B.C. exports Stein Valley in raw logs every year
Proof that logs for export are bypassing Boston Bar mill.
B.C. annually exports more than a complete Stein Valley worth of raw logs.
The B.C. government's recent decision to allow logging in the Stein is aimed at delaying inevitable timber supply shortages in the Fraser Canyon forest industry. At the same time, however, government policy allows logging companies to haul the best quality sawlogs past local mills for sale at higher prices to foreign countries.
The short term profitability of B.C. logging companies is maximized, but at the expense of the local long term timber supply. Loaded logging trucks roll past the Boston Bar mill hourly to sorting grounds in Chillwack, and Catternmole Timber Ltd. is reported to be exporting raw logs from the Anderson Creek area, just south of Boston Bar.
Destination of logging truck above - Chilliwack dry land sort where high grade logs are being selected for export.
Sections 135 to 137 of the B.C. Forest Act require that most of the timber harvested in B.C. be milled or processed in the province before the sale to foreign markets. The Forest Act, however, also allows B.C. logging companies to apply for permission to sell raw logs to foreign buyers. If local buyers do not make a reasonable offer on the logs within two weeks, the logs are considered surplus to the needs of local mills and may be exported as raw logs.
A certain volume of raw log exports in times of depressed markets might be understandable, but why is so much sold in this way when lumber prices are currently high? B.C. raw log exports have steadily risen over the last ten years, so that last year almost 10 percent of the B.C. coastal harvest, the cream of the crop, was sold to foreign markets, mostly to Japan. In 1986 B.C. exported 2,576,700 cubic metres in raw logs, the equivalent of 1.3 complete Stein Valleys, and since 1977 almost eight Stein Valleys worth of raw logs have been exported.

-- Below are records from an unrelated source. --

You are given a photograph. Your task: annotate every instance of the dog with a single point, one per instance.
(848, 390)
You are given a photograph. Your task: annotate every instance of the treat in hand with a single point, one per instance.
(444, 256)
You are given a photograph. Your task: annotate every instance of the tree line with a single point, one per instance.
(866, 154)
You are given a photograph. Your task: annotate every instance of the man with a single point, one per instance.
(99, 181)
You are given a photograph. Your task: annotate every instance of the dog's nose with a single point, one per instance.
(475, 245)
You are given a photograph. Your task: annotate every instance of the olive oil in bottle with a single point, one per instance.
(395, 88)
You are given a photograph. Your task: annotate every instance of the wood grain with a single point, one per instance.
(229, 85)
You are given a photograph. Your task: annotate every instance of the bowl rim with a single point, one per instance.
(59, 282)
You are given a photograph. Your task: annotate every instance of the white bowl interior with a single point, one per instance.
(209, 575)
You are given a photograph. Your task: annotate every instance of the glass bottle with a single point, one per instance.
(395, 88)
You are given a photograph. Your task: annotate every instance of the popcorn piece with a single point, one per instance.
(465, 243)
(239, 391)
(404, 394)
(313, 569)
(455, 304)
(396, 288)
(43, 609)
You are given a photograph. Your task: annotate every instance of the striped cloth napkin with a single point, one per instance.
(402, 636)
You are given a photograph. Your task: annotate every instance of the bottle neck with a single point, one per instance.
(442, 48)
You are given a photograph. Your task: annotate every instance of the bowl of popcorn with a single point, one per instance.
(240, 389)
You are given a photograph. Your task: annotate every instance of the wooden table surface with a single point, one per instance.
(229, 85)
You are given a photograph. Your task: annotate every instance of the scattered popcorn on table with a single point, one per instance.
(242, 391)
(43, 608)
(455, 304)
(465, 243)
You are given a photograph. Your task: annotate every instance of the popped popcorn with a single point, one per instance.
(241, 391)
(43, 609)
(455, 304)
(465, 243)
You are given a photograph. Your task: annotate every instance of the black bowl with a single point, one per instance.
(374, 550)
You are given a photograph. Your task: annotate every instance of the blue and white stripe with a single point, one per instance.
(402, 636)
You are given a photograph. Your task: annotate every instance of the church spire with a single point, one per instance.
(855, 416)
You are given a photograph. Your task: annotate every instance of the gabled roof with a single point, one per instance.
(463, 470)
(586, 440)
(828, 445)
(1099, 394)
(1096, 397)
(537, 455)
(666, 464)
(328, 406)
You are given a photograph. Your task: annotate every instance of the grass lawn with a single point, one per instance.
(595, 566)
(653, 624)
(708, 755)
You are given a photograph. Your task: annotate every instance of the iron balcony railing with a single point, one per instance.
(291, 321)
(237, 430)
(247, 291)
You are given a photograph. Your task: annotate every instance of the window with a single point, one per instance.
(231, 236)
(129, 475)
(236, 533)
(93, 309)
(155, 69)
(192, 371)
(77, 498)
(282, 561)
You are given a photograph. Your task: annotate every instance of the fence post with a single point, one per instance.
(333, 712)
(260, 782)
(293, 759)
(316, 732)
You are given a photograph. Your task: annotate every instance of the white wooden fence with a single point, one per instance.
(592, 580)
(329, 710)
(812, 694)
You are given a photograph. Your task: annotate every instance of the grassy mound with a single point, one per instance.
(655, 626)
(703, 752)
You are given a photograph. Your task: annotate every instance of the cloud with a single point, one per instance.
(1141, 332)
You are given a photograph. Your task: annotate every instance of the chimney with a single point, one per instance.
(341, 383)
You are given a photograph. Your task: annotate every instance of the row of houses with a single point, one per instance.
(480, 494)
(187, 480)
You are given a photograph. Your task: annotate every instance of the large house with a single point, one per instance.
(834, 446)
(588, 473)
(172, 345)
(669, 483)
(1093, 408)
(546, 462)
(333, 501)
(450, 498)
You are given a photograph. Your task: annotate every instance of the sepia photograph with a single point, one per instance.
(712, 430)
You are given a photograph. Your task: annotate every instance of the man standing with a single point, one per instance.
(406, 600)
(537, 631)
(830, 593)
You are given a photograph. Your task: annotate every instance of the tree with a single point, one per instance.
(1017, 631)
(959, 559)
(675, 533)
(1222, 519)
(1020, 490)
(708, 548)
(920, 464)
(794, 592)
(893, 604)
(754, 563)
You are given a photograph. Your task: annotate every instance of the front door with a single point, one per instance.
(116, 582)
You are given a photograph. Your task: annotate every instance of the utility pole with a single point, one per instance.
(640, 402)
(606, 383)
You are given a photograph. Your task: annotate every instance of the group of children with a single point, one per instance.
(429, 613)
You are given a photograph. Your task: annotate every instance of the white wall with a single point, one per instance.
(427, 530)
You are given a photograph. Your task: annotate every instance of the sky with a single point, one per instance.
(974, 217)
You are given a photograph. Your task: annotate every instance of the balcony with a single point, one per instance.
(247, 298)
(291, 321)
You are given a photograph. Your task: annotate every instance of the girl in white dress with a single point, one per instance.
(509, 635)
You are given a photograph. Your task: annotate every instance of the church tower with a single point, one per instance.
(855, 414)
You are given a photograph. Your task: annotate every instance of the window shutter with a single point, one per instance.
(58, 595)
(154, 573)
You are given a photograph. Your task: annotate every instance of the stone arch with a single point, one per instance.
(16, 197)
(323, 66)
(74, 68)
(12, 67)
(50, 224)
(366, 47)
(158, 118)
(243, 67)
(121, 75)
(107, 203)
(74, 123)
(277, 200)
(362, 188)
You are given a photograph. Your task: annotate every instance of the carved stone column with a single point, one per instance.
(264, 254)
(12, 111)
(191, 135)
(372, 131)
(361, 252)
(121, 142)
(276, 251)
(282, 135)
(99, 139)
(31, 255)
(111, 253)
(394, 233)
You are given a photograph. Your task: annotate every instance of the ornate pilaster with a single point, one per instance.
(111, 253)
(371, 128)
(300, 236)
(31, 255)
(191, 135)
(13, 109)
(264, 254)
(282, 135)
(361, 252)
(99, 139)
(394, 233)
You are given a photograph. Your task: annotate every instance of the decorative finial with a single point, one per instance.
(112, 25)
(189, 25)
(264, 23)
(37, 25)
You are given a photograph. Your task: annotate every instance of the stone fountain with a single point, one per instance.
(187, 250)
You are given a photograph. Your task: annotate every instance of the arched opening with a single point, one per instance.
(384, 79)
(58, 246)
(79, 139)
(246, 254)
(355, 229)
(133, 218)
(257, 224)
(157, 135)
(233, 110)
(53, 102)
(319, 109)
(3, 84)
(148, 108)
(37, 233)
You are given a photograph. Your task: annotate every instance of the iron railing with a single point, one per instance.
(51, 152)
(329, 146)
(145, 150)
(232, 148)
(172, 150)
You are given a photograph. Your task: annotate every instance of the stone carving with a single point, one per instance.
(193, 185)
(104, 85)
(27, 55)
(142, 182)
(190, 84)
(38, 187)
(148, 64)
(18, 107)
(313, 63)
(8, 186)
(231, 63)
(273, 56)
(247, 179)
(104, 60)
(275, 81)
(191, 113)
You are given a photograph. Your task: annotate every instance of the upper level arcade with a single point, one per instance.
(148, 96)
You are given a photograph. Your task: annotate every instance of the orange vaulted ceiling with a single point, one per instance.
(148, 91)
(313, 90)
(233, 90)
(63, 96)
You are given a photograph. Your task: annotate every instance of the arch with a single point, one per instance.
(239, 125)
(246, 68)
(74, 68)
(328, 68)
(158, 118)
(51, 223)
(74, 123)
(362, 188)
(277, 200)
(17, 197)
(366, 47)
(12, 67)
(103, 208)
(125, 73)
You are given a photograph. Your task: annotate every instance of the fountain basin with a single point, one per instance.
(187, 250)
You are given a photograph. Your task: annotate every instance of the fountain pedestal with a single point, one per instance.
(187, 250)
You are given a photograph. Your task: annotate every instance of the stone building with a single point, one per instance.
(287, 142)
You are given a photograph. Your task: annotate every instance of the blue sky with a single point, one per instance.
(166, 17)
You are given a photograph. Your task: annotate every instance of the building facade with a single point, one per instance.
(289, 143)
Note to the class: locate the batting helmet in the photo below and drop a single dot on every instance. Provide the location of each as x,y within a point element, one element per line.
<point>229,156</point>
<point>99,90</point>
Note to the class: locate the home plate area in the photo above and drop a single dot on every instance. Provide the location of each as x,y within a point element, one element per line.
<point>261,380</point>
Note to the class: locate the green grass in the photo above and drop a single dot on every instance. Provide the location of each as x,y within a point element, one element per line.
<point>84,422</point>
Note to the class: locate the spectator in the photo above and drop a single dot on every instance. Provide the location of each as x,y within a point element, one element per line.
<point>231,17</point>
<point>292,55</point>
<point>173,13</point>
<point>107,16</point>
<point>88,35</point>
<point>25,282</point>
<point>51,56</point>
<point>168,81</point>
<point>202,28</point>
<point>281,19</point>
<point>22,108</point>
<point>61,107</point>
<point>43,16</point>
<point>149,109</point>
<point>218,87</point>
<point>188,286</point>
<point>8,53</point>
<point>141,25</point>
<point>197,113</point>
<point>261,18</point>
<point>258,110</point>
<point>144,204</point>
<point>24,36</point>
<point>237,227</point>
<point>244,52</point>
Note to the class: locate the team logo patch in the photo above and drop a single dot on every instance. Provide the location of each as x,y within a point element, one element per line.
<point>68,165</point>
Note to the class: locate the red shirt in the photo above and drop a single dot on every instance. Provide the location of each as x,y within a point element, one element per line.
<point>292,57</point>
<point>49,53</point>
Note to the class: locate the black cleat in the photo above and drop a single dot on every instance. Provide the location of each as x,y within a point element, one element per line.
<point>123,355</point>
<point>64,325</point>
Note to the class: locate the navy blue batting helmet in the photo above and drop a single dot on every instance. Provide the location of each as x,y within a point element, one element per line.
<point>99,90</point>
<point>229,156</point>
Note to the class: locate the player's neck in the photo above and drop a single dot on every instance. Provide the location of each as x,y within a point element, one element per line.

Boston Bar mill an economic failure
The B.C. Forest Products mill at Boston Bar is a good example of what is wrong with this province's forest industry. It has been a money-loser for all but the last year of its 14 years of existence. Only because of government regulations has it been advantageous to log and lose money, rather than to shut the mill and lose cutting rights. In a free enterprise forest economy this mill would have failed years ago.
Only a guarantee for the next 30 years of consistently high lumber prices, such as we've had for the last two years, would allow the Boston Bar mill to make a profit on cutting Stein's timber. That's impossible. Already the lumber market is on the decline. Boom and bust is a fact of life in the lumber industry.
The Boston Bar mill's 1986 profits were only achieved through exceptional market conditions and high-grading: high volume of logs sawn, stumpage payments to the province for the right to cut trees, and leaving all but the best logs in the slash. A direct result of the resource strategy is exhaustion of the resource base-running out of logs to mill.
The Lillooet TSA is currently being harvested at a rate of 80 percent higher than the Forest Service's projected long run sustained yield. When asked about the looming timber shortage, BCFP vice president Gerry Burch said, "If you see it coming, you can accommodate it. It's the shocks that hurt. At some point the wood supply will dry up sufficiently not to have a mill at Boston Bar, but there'll be lots of warning." The warnings are already there, in government documents, and evident to all who drive or fly over the area.
If the Stein is logged, the biggest losers in the long run would be the local communities, both native and non-native. The Stein timber will only temporarily shore up an inefficient industry. No new jobs will be created. At the same time, a wilderness tourist attraction, which could provide economic diversification and stability, will be lost. These lost local opportunities, together with environmental and heritage losses, amount to a huge, uncounted subsidy to the logging industry.
Ironically the timber shortage is now used to justify demands for more timber and larger subsidies to keep the industry alive in its unchanged form! The irony is complete when native groups, environmentalists and local communities are accused of trying to alienate productive forest land from the industry when they are simply trying to hold on to a very small part of what little is left.
With a diminishing resource base, better management of the already logged-over areas is the key to the mill's future. Investment in the best growing lands can produce more wood on less land than logging marginal areas like the Stein. Mill job security is also better achieved by getting the most value out of the old-growth forest when it is first cut. The two changes work out well together. In Finland logging companies harvest half as much softwood timber from a forest land base one-third the size of ours. They plant more than twice the number of seedling that we do in B.C. and intensively farm, by thinning and fertilizing, more than 30 times the area that we do here.
The contrast in approaches can be seen clearly by looking at the example of reforestation. The vast amount of land that has not been reforested is well documented. But what about the process of reforestation itself? Today, this consists of low-cost one-shot planting by migrant contractors. In contrast, true stewardship of the forest can only be implemented when local people are given long-term responsibility for the regeneration of forests in their region- in other words, forest farming. This would provide long-term local economic benefits, make the forests more productive and reduce wide-spread spraying of herbicides to control competing plant species. This would also take pressure off marginal forest lands and inaccessible areas like the Stein.
The conflict is not really between forestry and wilderness, but between corporate inefficiency and community stewardship.